Manchmal ist es ihr selber unheimlich, wie schnell das alles geht. «Vor drei Jahren hätte ich mir nie träumen lassen, eines Tages in Italien ein Büro zu haben», sagt sie und fügt hinzu: «Besonders nicht im zehnten Stock.» Der zehnte Stock, das ist die Chefetage im Eisen- und Glasbau auf dem Gelände einer ehemaligen Stahlfabrik in Sesto San Giovanni an der Stadtgrenze Mailands. Als Barbara Frei im Juli 2010 hier ankam, liess sie erst mal die Hecken auf der Aussichtsterrasse kürzen, damit ihr Blick über die Mailänder Skyline samt Dom wandern kann. «Ich bin ja so klein», kokettiert die 1,62-Meter-Frau.

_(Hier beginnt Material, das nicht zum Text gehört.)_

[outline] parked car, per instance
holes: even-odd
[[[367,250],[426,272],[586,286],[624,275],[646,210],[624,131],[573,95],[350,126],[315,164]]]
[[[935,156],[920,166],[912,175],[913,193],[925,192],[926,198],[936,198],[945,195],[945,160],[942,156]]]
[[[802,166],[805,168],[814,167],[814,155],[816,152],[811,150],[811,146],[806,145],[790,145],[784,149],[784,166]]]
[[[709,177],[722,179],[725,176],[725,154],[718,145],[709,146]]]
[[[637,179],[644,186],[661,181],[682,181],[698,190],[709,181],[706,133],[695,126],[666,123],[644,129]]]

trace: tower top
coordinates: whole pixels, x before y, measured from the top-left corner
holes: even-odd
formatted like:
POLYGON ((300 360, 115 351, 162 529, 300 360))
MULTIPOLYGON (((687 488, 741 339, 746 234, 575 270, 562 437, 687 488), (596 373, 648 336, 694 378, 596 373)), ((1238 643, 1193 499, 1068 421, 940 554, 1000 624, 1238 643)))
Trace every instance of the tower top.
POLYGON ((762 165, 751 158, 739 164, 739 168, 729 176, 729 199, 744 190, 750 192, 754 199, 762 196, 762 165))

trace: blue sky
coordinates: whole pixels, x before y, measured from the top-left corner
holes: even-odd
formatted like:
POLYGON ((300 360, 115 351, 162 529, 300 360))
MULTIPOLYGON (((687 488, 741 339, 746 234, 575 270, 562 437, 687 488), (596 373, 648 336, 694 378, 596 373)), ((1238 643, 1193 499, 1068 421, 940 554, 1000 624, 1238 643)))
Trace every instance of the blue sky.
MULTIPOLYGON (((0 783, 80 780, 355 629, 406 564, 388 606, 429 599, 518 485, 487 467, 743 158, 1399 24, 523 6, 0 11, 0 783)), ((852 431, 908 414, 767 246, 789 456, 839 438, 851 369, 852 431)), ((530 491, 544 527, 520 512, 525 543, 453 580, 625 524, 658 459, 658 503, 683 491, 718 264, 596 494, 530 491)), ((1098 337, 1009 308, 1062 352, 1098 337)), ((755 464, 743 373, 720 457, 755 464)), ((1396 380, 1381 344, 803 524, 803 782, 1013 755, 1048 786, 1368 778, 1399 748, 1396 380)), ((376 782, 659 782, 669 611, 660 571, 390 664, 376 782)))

Im Geschäft hingegen ist sie eine Grosse: Als Chefin von ABB Italia und als Verantwortliche der Region Mediterranean mit neun Ländern von Portugal bis Israel hat sie 12 000 Mitarbeiter und knapp fünf Milliarden Franken Umsatz unter sich. Damit ist sie, was diese beiden Messgrössen angeht, die derzeit mächtigste Schweizer Managerin nach Panalpina-Chefin Monika Ribar (15 000 Mitarbeiter, 6,5 Milliarden Franken Umsatz). Kurz vor Ostern erfuhr die Karriere von Barbara Frei einen vorläufigen Höhepunkt: Mit 99,8 Prozent Zustimmung, einem DDR-Ergebnis, wählten sie die Aktionäre in den Verwaltungsrat der Swisscom. Es ist das erste Mandat der Zürcherin, und es ist prestigeträchtig – besonders für eine eben mal 42-Jährige.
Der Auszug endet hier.